Johnson shot three thousand 4 by 6 inch consumer-grade photos in thirty-five months on 137 single-use, point-and-shoot Fujicolor Quicksnap cameras. He tried Kodak at first but quickly settled on Fuji, named for a Japanese mountain that he had often drawn as a cartoonish tiny triangle. He dropped off and picked up the snapshots twenty-four at a time at a Glen Cove shop called Living Color, near his home on Long Island, averaging about a roll a week—mostly one-offs but occasionally working in series or with variations. The images therein were shot locally—either inside his Locust Valley home, with the daylight film illuminated by strategically shaped doors and windows, in his small working-class yard with a humble fence or cement back steps serving as staging area, or, most frequently, in the surrounding North Shore hamlets where streets, storefronts, beachfronts, and parking lots played the role of deadpan straight men to his mischievous, transformative endgame that alternated between deadly serious and shutterbug-erific play.
Immersed in his local environment, Johnson’s daily drives, walks, and interactions reveal a life not lived in seclusion, despite endless myths circulating since his death that breathlessly assert the contrary. Johnson attended openings, exhibited work, and did performances for local audiences until his final show Ray Johnson: Nothing, during the last week of 1994 in Sea Cliff. When Johnson made his exit from this world two weeks later, he left what he called an “outdoor movie show” as a map to his “real life” that began as a design journeyman in an industrial arts high school during World War II.
He called the subjects of the tableaus he created “movie stars” but also “move stars” because of the way he shuttled nearly a hundred 32 by 8 inch corrugated cardboard collages around in his Volkswagen Golf in groups of twos or threes or sometimes dozens to “pose” for odd pictures in peculiar settings. Positioning them on chairs was a regular occurrence, as if they required repose. These “stars” were comprised of nearly life-sized headshots of people he had collaged in miniature all his life—artist friends like Jasper Johns, celebrities like Greta Garbo or James Dean, and of course himself—coupled with letter-sized bunny heads, his familiar hyper-graphic signature that suggests self-portraiture even when labeled with clever, unlikely phrases or chummy names identifying cultural figures alternately living, dead, famous, or obscure, all occupiers of Johnson’s clairvoyant mental space.
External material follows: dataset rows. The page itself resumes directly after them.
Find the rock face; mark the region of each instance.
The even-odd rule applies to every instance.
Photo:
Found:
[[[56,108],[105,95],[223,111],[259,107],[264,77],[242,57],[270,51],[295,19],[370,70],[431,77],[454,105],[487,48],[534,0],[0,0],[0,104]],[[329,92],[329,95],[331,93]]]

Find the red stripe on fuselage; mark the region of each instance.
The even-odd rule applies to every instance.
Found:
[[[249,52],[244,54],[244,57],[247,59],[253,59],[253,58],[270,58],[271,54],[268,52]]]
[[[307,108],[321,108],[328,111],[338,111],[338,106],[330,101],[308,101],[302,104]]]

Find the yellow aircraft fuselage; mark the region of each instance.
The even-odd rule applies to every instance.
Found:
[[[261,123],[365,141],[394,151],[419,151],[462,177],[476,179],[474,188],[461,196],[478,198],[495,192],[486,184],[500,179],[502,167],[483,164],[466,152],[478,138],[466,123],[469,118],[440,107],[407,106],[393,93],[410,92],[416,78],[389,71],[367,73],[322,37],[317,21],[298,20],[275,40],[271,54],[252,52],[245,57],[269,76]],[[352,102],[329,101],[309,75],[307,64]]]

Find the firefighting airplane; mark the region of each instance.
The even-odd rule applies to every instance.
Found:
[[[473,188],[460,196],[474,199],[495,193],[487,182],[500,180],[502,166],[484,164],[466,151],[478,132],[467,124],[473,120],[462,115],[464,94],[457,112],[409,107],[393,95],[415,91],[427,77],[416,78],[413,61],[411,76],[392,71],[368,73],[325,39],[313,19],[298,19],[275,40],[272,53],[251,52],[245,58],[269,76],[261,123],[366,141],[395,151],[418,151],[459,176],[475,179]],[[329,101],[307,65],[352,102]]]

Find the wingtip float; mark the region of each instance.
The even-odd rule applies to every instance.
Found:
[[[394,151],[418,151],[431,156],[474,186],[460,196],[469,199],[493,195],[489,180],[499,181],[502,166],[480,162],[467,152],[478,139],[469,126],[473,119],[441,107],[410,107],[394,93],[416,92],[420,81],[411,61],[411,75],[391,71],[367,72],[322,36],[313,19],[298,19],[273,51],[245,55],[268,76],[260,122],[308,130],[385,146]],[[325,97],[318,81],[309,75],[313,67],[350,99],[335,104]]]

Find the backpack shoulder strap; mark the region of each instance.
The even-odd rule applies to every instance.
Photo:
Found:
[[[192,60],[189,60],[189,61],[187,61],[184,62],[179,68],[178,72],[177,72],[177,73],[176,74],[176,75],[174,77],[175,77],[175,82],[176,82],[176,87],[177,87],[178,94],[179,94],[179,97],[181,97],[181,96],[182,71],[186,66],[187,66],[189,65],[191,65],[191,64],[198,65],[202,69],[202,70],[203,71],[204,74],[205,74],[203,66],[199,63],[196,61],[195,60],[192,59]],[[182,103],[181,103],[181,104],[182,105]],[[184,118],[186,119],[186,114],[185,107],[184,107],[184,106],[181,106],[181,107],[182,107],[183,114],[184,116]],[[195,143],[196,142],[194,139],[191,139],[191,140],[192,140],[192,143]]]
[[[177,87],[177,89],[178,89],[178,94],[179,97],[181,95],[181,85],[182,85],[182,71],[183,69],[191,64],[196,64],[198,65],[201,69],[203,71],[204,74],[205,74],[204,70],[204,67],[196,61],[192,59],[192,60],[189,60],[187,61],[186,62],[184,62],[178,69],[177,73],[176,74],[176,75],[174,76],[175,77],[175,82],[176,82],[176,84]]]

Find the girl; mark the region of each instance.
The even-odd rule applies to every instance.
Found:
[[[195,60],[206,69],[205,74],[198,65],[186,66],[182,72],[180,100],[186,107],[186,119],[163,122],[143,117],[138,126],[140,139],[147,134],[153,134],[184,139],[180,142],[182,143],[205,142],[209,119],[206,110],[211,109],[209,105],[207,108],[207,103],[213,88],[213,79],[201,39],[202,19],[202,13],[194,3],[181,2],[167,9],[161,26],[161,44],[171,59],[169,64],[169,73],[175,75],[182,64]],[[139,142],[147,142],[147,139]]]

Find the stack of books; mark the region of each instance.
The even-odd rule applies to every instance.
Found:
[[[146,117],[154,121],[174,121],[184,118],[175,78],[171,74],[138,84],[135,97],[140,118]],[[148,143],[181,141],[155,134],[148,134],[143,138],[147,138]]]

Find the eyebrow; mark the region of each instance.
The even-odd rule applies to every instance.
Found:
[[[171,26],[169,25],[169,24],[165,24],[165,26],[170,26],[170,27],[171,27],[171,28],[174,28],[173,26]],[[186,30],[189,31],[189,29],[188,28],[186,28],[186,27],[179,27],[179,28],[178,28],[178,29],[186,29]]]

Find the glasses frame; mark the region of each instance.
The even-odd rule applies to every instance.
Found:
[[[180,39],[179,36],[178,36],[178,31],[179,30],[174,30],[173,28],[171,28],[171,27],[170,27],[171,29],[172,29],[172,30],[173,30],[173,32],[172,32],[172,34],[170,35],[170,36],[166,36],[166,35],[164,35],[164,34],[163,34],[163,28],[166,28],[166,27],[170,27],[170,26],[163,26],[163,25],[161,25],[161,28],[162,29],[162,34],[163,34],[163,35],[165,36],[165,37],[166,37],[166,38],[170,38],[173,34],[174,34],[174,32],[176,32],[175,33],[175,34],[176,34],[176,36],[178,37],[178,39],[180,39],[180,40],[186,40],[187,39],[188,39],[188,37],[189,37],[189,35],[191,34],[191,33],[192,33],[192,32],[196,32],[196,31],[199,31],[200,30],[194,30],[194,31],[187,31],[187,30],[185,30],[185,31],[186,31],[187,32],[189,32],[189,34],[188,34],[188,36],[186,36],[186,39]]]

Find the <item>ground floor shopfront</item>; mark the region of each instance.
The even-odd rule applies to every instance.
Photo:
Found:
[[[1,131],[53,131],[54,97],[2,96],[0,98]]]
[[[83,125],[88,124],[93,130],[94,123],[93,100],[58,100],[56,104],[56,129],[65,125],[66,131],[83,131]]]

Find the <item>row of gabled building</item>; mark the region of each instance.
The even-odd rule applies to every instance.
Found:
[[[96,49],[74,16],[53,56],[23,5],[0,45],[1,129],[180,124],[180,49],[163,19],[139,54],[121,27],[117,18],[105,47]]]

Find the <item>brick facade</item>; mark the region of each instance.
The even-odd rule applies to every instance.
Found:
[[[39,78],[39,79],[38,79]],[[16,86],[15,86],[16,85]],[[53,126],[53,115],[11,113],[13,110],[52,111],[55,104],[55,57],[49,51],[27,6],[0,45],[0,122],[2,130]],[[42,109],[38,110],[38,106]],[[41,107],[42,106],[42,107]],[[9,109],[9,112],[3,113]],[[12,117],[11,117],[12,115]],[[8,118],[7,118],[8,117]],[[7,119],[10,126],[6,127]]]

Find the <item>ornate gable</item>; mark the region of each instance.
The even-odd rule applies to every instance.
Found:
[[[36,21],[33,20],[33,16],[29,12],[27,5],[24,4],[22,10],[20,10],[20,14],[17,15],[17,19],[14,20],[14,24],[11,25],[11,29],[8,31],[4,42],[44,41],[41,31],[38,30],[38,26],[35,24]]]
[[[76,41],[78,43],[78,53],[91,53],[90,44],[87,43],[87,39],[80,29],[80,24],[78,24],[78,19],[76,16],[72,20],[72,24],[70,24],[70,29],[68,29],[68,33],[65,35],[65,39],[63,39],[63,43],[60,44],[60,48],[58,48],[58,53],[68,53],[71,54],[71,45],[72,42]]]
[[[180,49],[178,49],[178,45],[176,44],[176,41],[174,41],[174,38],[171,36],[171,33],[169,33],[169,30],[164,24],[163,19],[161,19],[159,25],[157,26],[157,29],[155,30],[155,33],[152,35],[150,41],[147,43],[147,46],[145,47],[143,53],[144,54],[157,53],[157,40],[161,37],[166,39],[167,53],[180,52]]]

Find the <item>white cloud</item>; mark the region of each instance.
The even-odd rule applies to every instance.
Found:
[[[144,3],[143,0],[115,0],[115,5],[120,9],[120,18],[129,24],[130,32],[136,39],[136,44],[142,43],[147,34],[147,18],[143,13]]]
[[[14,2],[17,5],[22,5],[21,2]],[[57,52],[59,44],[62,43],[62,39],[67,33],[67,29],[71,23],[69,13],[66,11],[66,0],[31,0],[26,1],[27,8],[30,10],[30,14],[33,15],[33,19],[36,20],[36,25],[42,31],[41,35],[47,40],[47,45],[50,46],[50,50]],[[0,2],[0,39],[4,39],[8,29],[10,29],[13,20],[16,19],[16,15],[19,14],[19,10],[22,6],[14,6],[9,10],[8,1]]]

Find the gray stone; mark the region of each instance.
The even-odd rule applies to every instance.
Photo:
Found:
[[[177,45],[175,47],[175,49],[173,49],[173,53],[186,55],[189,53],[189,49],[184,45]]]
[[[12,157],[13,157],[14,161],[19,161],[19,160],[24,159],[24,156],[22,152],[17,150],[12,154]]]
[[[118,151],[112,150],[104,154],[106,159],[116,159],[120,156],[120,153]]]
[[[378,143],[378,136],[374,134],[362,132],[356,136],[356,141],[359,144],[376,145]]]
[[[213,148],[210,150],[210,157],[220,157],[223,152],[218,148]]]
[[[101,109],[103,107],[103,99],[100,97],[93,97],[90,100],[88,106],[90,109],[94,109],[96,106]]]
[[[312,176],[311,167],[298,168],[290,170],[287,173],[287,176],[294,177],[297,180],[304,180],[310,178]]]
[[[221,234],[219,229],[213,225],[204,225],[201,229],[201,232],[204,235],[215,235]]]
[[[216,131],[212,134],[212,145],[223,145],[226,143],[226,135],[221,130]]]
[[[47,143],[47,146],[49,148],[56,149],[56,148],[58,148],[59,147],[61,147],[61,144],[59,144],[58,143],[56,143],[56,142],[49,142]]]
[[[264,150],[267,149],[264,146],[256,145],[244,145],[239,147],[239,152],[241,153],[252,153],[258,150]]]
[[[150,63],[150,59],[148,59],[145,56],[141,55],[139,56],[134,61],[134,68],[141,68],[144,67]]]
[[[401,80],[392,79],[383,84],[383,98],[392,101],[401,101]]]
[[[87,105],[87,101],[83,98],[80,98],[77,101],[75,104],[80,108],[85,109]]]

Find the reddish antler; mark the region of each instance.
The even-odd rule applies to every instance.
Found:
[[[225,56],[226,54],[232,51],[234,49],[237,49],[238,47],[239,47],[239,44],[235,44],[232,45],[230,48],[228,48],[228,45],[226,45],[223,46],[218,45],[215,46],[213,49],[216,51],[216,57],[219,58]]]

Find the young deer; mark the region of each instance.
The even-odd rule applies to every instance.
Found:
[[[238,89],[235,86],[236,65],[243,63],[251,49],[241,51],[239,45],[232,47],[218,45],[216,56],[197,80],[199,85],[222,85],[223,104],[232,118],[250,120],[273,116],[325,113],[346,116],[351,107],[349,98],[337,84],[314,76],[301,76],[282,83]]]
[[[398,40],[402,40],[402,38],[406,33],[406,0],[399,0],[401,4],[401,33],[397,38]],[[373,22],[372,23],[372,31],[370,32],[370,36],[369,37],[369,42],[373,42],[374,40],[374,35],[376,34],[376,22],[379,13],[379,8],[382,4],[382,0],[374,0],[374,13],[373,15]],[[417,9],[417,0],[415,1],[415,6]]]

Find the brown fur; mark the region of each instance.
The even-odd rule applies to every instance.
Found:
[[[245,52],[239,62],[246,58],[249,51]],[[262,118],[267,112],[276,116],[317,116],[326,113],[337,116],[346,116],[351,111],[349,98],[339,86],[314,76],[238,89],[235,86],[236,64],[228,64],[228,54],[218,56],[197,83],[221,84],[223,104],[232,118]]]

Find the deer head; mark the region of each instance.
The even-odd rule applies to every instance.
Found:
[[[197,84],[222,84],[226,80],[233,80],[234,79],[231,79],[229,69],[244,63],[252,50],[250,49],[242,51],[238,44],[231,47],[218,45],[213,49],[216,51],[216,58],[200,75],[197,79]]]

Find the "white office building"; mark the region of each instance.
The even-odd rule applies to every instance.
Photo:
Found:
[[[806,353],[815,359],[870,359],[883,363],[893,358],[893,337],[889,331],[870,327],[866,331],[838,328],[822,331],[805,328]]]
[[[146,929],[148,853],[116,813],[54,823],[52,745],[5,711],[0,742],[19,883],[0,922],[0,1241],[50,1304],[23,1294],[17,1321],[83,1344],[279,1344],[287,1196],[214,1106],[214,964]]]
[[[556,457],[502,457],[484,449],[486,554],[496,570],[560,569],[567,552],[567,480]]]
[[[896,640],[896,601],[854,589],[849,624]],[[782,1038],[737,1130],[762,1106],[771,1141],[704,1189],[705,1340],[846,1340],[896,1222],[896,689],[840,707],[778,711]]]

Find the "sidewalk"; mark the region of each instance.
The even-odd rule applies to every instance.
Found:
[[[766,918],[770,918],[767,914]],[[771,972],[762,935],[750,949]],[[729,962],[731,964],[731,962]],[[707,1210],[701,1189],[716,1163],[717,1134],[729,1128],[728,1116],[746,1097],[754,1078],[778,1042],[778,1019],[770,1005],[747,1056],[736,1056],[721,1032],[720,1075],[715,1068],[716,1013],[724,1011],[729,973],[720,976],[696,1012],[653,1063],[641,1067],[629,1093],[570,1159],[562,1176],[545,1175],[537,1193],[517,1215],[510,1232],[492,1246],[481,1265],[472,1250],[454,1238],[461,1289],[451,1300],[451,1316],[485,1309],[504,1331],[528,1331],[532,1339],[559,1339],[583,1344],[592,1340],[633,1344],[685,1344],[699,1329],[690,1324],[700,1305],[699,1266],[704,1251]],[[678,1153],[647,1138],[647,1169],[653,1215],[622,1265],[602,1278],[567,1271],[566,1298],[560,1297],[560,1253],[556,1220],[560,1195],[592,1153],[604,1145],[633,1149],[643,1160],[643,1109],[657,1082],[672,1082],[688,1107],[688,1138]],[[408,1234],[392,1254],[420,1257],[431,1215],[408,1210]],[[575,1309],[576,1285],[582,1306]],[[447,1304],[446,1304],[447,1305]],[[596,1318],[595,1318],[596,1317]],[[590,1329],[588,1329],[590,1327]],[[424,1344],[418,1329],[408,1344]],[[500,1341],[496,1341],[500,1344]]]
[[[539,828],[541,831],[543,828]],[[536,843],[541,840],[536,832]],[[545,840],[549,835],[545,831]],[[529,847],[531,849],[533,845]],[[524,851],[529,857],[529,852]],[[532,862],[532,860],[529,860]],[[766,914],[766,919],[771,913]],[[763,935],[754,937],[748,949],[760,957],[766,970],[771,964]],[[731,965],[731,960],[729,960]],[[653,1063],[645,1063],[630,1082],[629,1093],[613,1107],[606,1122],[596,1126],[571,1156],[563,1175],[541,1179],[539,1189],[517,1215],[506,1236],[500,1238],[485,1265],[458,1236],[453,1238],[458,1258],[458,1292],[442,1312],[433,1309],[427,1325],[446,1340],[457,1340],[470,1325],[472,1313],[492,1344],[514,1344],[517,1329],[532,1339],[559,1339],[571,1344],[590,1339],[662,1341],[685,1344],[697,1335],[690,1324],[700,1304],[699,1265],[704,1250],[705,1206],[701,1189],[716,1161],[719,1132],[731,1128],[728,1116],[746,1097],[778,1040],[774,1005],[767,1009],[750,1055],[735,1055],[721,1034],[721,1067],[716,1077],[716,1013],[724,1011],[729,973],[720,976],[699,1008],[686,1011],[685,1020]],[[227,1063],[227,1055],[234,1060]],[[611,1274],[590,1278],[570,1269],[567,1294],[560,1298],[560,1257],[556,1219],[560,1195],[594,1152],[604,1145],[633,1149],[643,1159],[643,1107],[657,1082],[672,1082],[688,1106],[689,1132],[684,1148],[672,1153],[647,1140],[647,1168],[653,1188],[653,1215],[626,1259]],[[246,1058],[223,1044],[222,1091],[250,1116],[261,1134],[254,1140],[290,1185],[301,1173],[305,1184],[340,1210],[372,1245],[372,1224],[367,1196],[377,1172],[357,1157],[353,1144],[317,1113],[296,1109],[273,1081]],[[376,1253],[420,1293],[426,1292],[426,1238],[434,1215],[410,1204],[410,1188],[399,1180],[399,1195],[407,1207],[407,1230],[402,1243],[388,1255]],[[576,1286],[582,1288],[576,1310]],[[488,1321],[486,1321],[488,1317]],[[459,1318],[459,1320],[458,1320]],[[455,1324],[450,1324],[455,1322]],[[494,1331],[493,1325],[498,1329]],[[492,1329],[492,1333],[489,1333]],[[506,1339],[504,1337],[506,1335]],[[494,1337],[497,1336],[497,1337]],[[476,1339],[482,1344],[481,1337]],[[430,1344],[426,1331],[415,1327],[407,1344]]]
During this final series of works he continually added to the 2D “stars,” dating them as he obsessively did his collages, creating timestamps for the exhibition catalogue, valuable when receipts from the darkroom shop were murky. The result is this small, powerful exhibition and a 256-page book of his “throwaway” milieu, jam-packed with hard-edged, symbolic mayhem—collisions of color and black and white—thrown into sharp relief against carefully chosen natural and manmade settings. Finally, touring local cemeteries to capture fragments of engraved names in his shots, Johnson simultaneously sculpted his own mortality into the stereoscopic mise en scènes.
In 1955, Johnson created what was soon after called the first Happening by the late writer Suzi Gablik after he physically covered her with dozens of his irregularly shaped cardboard collage “moticos” which Elisabeth Novick, later a fashion photographer, captured on film. Johnson wove these borrowed images back into his snapshots via the “move stars,” or by reshooting different arrangements of them on the ground from a stepladder, his own shadow wafting across the uneven surface. The curator, Joel Smith, then splices examples of the originals and many other photo-touchstones from Johnson’s oeuvre into this deep-dive of a show.
This curatorial depth of field confirms that, despite a love of the whimsical, Johnson cogently combined the spiritual and the scientific. He used dates, backwards and upside-down lettering, reflections, silhouettes, shadows, flat and nonuniform surfaces to achieve his true passion: cascading between two and three dimensions while surfing moments in time. Surrealistically shifting from prowess to looseness as required, he foreshadows our use of camera phones today while his perplexing narratives quirkily predict today’s social media “stories.”